Institute of Immunology and Infection Research, University of Edinburgh, Ashworth Laboratories, Edinburgh, UK.
Trends Immunol. 2012 Apr;33(4):181-9. doi: 10.1016/j.it.2012.01.001. Epub 2012 Mar 5.
Helminth parasites survive through a combination of parasite longevity, repeated re-infection and selective immune suppression to prevent protective Th2 responses. To counteract helminth-induced immunosuppression, and to induce long-term immunological memory, understanding of the multiple regulatory pathways within the T cell compartment is needed. Extrinsic inhibition by regulatory T cells is a key element of Th2 suppression. In addition, Th2 cells in chronic regulatory environments become functionally impaired, indicating cell-intrinsic regulation, which compromises protective Th2 memory. We discuss these pathways and consider the potential for reversing unresponsiveness through stimulatory signals or replacement by new responder populations. Future vaccine or therapeutic strategies should aim to minimize extrinsic regulatory effects and simultaneously negate Th2 anergy to drive effector responses into a long-term functionally competent state.

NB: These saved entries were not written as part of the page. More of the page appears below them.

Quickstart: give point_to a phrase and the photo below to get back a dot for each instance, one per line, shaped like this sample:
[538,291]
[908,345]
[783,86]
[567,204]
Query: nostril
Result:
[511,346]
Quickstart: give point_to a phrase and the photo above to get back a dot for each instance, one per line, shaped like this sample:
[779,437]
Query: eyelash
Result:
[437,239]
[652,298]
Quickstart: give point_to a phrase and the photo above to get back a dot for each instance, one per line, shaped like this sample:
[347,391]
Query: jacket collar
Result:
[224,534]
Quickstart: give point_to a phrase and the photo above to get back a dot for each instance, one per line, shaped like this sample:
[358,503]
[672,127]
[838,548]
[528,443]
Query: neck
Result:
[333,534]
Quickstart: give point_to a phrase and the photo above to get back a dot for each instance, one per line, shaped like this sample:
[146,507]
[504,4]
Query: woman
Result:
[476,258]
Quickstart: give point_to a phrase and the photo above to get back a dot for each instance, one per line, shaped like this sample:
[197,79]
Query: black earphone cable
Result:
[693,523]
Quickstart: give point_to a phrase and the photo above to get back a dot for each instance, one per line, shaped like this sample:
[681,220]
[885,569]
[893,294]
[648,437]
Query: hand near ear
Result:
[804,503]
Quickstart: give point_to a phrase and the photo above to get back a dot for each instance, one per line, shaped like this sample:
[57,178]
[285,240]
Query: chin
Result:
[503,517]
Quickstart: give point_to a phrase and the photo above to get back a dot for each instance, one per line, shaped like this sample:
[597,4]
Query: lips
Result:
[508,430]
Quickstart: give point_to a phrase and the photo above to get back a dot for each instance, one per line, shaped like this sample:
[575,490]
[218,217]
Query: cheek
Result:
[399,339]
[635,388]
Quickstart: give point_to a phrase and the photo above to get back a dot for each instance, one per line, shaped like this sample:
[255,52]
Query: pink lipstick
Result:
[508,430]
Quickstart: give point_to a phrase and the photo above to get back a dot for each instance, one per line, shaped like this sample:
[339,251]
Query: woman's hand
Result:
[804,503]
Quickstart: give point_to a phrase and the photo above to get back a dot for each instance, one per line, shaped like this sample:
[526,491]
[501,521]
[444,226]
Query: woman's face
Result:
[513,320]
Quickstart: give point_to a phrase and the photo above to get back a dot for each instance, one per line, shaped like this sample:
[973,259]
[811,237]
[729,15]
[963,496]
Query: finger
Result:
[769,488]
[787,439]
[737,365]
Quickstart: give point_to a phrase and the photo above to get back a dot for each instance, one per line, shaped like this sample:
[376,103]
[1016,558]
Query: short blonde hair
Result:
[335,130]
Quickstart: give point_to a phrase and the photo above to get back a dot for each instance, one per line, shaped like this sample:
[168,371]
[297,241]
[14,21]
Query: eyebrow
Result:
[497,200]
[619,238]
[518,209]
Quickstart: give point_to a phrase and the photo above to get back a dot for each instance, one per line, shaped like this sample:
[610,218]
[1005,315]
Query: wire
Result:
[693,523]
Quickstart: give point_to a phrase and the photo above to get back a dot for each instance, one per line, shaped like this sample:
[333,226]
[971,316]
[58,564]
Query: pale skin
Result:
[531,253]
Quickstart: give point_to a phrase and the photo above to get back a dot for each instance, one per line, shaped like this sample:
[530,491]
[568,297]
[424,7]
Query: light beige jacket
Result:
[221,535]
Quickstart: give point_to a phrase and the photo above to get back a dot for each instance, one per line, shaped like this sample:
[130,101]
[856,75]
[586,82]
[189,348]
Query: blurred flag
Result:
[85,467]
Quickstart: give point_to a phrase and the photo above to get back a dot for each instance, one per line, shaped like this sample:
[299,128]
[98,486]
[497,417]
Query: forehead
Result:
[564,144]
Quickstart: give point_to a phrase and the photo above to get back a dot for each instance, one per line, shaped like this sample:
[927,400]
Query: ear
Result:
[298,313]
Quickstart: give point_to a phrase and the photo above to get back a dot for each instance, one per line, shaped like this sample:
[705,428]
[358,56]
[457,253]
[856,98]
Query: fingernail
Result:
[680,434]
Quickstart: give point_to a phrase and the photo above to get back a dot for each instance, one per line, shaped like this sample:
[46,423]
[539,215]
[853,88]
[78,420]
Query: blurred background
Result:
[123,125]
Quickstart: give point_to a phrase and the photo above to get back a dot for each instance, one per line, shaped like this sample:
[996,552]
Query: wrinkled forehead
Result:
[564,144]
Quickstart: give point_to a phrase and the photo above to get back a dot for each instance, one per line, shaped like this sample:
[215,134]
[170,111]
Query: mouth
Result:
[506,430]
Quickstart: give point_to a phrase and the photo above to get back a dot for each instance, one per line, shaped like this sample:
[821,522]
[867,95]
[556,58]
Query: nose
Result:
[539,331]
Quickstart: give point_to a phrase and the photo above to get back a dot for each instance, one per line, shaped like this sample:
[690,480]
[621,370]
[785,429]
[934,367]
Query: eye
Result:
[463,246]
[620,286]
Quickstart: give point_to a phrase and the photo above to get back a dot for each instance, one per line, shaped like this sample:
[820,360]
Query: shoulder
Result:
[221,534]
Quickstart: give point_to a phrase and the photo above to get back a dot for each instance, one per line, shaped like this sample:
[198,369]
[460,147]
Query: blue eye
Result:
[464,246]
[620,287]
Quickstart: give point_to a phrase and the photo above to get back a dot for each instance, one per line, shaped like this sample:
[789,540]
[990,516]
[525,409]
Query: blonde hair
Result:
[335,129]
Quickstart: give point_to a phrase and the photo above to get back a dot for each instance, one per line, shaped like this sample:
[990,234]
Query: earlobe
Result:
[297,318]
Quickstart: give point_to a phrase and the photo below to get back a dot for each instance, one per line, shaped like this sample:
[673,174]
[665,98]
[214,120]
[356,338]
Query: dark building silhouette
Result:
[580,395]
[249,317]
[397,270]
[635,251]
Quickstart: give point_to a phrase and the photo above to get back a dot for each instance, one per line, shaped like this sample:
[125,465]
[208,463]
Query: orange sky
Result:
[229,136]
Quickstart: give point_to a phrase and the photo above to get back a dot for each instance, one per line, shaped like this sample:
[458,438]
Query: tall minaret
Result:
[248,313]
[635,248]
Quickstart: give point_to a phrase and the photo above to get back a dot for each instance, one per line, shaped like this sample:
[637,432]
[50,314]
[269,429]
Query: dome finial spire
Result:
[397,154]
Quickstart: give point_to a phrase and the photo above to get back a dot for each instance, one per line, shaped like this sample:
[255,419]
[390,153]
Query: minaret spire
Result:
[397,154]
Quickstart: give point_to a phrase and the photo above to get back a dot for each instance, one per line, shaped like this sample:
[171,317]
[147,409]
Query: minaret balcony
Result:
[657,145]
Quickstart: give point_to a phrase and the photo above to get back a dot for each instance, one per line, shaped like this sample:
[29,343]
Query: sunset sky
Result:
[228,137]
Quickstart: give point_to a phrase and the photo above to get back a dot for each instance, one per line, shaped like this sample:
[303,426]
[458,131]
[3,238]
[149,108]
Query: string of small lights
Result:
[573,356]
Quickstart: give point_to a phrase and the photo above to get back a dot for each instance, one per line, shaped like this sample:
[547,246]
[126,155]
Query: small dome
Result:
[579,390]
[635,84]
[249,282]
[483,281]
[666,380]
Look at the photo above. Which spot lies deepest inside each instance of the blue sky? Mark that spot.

寄生虫通过寄生虫寿命延长、反复再感染和选择性免疫抑制的组合来生存,以防止保护性 Th2 反应。为了对抗寄生虫引起的免疫抑制,并诱导长期免疫记忆,需要了解 T 细胞区室中的多种调节途径。调节性 T 细胞的外在抑制是 Th2 抑制的关键因素。此外,慢性调节环境中的 Th2 细胞功能受损,表明存在细胞内在调节,从而损害了保护性 Th2 记忆。我们讨论了这些途径,并考虑了通过刺激信号或通过新的应答细胞群替代来逆转无反应性的可能性。未来的疫苗或治疗策略应旨在最小化外在调节作用,同时消除 Th2 失能,以将效应反应驱动到长期功能健全的状态。